17 yıldır gerilla olan Azad Welat, uzun bir süredir edebiyat çalışması yürütüyor. Welat’ın ‘Bir Çocuk Saflığında Gül’ adlı şiir kitabı Medya Savunma Alanları’nda basıldı.

Azad Welat 17 yıllık bir gerilla. Uzun bir süredir dağlarda edebiyat çalışması yürütüyor. “Bir Çocuk Saflığında Gül” adlı bir şiir kitabı var. Halen yazmaya devam eden Welat, mevcut sistem ve yaşam modellerine alternatif olabilecek bir dünyayı inşa etmenin şairane kavgasını veriyor. Welat, Medya Savunma Alanları’nda bulunan Şilan Baki Edebiyat Okulu’nda şiir yazmanın yanısıra araştırma ve inceleme çalışmaları yürütüyor.
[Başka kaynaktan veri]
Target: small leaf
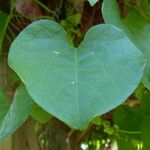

Kürdistan dağlarında 17 yıldır gerillalık yapan Azad Welat 1978’de Dêrsim’de dünyaya geldi. 1995’de gerilla saflarına katıldı. Savaşın en sıcak bölgelerinde kaldı. Birçok ölüme, çatışmaya tanıklık etti. Özgürlük mücadelesine katılmadan önce Kürt Halk Önderi Abdullah Öcalan’ın yapmış olduğu bir çözümlemeden etkilendi ve yazmaya başladı. Yaşadıklarını hep not ettiğini söyleyen Welat, “Yazmayı hep istedim. Önderliğimiz,  ‘Onlarca arkadaş yanınızda şehit düşüyor, isimlerini bile bilmiyorsunuz. Unutulup gidiliyor. Mezarları nerededir dahi bilinmiyor. Bu büyük bir trajedidir’ değerlendirmelerinde bulunmuştu. Bu sözler çok dokunmuştu. Bundan yola çıkarak örgüte katıldığım günden beri her günümü yazmaya çalışıyorum” dedi. Yaşadığı olayları şiir ve günlük tarzında yazan Welat, daha önce edebiyatla ilgili herhangi bir eğitim görmüş değil. “Yaşadığım çelişkileri sanatla, edebiyatla yazma eğilimim vardı. Onun için de çaba harcadım” diyen Welat’ın 2005’te Medya Savunma Alanları’nda yayınlanan ‘Bir çocuk saflığıyla gül’ adlı şiir kitabı var.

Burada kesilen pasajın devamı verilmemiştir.